According to the company’s AI architect, it would take over 48 hours to process only 7 days of data on CPU clusters. Compared that to the 5-hour result for Nvidia’s accelerator which involved a month’s worth of data. 

So the AI expert suggested that:

“… if a job is taking too long and you have a lot of data, turn on GPUs — with Spark, the same code that runs on CPUs runs on GPUs.”

Adobe also tried Nvidia’s green computing tech on its Intelligent Services platform, a tool helping marketers speed analytics using AI. They discovered that a single Nvidia GPU node can beat a 16-node CPU cluster by 33% while decreasing computing costs by 70% with the help of RAPIDS Accelerator. 

Adobe’s engineers also found out that the same green computing trained an AI model 7x faster than running on CPUs.

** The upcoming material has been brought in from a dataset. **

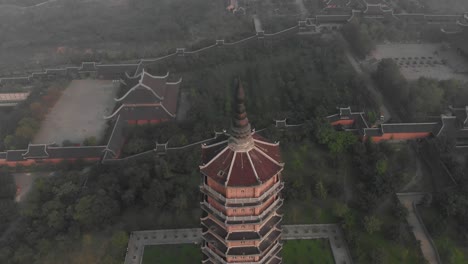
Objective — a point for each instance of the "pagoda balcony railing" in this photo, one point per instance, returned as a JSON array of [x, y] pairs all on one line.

That represents a 90% cost reduction in training AI models

To validate the gains of Nvidia’s sustainable computing, the IRS reported a 20x speed improvement by using GPU-powered computers. And that’s half the cost of doing it on CPUs. 

The IRS test analyzed over a 3 terabyte dataset, which the accelerated Spark cluster successfully processed. 

Nvidia further eases adoption by offering an accelerated Spark analysis tool, allowing users to explore the benefits without code changes and tailor GPU acceleration to their specific workloads.

As companies tread the path towards sustainability, the fusion of accelerated green computing and initiatives for climate becomes a crucial force. By integrating sustainable technology, like Nvidia’s RAPIDS Accelerator, into their operations, companies can drive profitability, speed up processes, and reduce carbon emissions, contributing to a greener future.